Hello there as Im having trouble with Microsoft Outlook I thought I would give Outlook Express a try but I couldnt find it. Ive tried to download it but it seems to come with IE, and I get the message that Im already using a newer version of IE DOWNLOAD CANNOT CONTINUE. Any help much appreciated. I have a tried the XP instalation disk but still couldnt find it.


----------



## Zazula (Apr 27, 2006)

Perform a search for "msimn.exe", "oemig*.*", "msoe*.*" and "setup50.exe" and post back.


----------



## smudger1767 (May 18, 2006)

Thanks for the quick reply, I did what you asked but the only file I could find was MSOEURO.DLL.


----------



## Zazula (Apr 27, 2006)

OK, then, go to Control Panel -> Add or Remove Programs -> Add/Remove Windows Components.
Are the Internet Explorer & Outlook Express boxes chacked or not?


----------



## smudger1767 (May 18, 2006)

I did actually try this and the IE box was checked but there wasnt an Outlook box at all, which is really weired.


----------



## Zazula (Apr 27, 2006)

Wow, that is _really _weird...
Anyhow, check these out first:
http://support.microsoft.com/kb/270696/en-us
http://support.microsoft.com/kb/318378/en-us
http://support.microsoft.com/kb/312451/en-us
http://support.microsoft.com/kb/220852/en-us
and post back.


----------



## smudger1767 (May 18, 2006)

OK Ive tried all the above and have removed IE and then reinstalled IE6, but I still havnt got Outlook Express, but it is now in the registry.


----------



## nickster_uk (Feb 7, 2005)

What happens when you:

- Click Start -> Run -> type
msimn
- Click OK

Do you get an error message? If yes, what is the exact message please?


----------



## smudger1767 (May 18, 2006)

I just get the message unable to find (msimn). Could I install it from a friends XP disk.


----------



## nickster_uk (Feb 7, 2005)

You may be able to do that by using:

Start -> Run -> type:
sfc /scannow
Click OK and have disc ready

Do you have XP Service Pack 1 or 2 installed?


----------



## smudger1767 (May 18, 2006)

Yes I have both service pack 1 & 2, when I ran sfc /scannow nothing happened, I just got a black window for a split second then nothing. This is stupid, I think Im going to have to do another complete install soon, but Im not going to give up yet.


----------



## Glaswegian (Sep 16, 2005)

Try this link - it includes details for OE as well as IE (I know you've already done IE)

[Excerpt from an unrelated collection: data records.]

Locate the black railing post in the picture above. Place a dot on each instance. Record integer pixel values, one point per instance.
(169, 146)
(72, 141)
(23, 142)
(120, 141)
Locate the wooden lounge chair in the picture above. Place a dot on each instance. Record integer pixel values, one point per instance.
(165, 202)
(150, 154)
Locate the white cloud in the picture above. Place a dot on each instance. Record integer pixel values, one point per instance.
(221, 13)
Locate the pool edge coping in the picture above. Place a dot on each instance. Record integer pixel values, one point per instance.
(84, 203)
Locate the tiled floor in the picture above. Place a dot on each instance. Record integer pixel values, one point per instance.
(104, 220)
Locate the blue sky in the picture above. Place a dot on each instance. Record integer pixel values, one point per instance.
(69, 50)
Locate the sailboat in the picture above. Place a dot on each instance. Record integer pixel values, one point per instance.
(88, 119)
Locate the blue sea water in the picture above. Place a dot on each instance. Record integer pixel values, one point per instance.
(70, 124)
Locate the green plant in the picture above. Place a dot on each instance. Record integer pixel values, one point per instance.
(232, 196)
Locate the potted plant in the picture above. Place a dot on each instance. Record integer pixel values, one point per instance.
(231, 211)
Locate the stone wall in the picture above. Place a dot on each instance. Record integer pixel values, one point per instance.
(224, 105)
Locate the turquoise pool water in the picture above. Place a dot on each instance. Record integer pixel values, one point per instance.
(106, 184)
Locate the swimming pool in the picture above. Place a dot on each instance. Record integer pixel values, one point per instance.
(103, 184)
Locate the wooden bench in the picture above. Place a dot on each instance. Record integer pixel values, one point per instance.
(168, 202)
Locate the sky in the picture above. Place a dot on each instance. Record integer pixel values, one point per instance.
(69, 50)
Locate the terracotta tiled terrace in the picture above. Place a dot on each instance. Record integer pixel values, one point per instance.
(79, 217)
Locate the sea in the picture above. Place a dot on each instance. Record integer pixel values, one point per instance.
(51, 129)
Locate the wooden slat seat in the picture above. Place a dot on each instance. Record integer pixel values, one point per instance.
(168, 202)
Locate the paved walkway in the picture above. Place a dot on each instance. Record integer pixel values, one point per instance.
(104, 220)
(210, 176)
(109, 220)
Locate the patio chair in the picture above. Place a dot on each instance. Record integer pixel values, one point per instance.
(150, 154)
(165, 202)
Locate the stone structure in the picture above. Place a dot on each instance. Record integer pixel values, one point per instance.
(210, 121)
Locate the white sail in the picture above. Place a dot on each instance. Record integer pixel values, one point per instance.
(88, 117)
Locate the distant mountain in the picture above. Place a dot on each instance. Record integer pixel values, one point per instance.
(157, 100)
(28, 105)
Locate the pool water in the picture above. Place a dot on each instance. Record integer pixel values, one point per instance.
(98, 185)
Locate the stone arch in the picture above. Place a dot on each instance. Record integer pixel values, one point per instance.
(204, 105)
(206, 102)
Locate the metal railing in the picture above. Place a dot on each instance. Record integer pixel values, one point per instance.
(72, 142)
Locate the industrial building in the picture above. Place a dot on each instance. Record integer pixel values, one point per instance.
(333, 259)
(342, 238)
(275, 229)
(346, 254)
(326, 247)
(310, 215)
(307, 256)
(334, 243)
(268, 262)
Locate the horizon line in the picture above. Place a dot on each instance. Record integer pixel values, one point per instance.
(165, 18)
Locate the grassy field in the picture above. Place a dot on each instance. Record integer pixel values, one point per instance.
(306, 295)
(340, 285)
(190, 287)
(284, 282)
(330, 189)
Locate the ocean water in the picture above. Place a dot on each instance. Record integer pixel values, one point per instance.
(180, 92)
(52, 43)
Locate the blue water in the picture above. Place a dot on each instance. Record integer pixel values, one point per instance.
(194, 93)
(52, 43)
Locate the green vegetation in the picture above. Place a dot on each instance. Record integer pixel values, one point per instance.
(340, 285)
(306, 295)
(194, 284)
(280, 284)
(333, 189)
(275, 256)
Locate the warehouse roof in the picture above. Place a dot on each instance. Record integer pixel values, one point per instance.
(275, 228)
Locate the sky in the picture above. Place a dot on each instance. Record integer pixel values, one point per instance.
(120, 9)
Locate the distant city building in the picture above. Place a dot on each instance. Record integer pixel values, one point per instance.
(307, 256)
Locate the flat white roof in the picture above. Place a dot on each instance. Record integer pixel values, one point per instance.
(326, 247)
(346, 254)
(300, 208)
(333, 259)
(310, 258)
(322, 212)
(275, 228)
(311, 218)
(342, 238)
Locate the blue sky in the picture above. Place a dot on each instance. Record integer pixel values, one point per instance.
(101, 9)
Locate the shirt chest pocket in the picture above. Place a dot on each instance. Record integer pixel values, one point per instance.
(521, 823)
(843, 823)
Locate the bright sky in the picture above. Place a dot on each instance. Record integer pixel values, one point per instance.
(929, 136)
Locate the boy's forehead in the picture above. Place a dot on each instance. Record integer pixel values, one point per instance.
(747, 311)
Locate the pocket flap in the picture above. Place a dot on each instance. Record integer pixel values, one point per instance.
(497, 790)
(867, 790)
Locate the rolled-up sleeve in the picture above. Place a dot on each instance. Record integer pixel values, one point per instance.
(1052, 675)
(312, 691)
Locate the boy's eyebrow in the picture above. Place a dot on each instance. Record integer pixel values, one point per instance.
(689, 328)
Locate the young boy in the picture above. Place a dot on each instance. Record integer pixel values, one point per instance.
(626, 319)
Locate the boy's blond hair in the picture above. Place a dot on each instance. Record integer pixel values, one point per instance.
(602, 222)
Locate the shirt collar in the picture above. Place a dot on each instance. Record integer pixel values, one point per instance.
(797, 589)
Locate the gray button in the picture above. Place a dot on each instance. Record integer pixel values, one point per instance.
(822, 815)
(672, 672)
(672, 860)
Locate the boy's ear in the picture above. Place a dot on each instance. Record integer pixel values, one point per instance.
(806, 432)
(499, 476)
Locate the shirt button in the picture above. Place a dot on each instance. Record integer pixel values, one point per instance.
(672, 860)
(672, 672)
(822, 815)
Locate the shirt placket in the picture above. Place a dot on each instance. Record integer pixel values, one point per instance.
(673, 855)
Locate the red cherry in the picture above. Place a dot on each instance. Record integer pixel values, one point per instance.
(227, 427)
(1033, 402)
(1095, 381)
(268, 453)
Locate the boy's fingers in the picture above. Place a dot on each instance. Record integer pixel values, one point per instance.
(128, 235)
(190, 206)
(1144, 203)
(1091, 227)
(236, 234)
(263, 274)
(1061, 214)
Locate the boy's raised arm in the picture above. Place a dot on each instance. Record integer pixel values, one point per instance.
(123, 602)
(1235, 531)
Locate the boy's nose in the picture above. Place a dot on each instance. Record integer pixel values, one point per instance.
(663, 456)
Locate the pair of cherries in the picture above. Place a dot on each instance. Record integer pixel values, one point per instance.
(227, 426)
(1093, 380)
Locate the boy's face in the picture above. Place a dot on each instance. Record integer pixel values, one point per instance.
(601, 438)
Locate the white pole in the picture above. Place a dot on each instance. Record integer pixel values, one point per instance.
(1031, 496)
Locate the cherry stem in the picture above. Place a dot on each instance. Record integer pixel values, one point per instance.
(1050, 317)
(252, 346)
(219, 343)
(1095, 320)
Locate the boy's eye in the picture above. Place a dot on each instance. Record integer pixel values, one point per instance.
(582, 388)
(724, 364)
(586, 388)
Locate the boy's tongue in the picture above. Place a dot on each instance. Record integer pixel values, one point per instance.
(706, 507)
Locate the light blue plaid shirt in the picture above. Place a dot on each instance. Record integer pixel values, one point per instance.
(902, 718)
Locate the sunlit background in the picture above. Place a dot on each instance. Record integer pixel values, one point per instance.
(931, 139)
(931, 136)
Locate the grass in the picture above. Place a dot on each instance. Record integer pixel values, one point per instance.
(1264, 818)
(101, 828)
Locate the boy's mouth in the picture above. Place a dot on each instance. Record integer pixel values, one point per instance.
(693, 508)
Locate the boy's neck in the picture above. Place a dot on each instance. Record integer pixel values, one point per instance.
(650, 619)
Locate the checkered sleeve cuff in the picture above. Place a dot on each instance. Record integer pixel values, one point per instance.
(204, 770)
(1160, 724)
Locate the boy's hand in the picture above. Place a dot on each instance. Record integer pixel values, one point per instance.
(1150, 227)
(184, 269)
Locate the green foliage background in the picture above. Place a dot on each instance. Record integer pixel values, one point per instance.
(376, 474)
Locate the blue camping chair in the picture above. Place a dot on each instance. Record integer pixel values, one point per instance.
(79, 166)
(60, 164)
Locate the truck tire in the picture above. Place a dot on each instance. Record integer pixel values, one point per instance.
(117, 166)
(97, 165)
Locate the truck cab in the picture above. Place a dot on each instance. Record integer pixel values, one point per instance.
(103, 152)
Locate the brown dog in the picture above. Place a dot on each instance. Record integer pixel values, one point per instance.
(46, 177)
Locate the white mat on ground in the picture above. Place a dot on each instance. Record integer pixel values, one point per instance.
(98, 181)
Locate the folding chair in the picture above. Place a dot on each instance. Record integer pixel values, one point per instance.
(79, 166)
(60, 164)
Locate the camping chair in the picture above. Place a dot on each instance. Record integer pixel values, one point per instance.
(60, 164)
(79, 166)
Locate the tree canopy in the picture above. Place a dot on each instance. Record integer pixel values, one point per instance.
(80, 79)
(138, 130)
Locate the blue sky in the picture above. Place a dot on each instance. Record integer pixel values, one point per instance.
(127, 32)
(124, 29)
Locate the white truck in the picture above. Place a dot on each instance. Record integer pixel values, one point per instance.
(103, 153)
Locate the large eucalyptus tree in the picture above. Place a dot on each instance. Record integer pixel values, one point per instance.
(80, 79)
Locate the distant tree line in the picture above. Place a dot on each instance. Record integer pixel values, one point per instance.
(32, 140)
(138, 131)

 * Repair or Reinstall Internet Explorer 6 and Outlook Express 6 *


----------



## nickster_uk (Feb 7, 2005)

This is a bizarre problem...

Enable the viewing of hidden files and folders:
- In Explorer, click Tools then Folder Options then the View tab
- Put check in 'Show hidden files and folders'
- Click Apply then OK
- Locate the following folder:
C:\WINDOWS\inf
- Then look for a file inside called:
msoe50
- If it's there, please report back


----------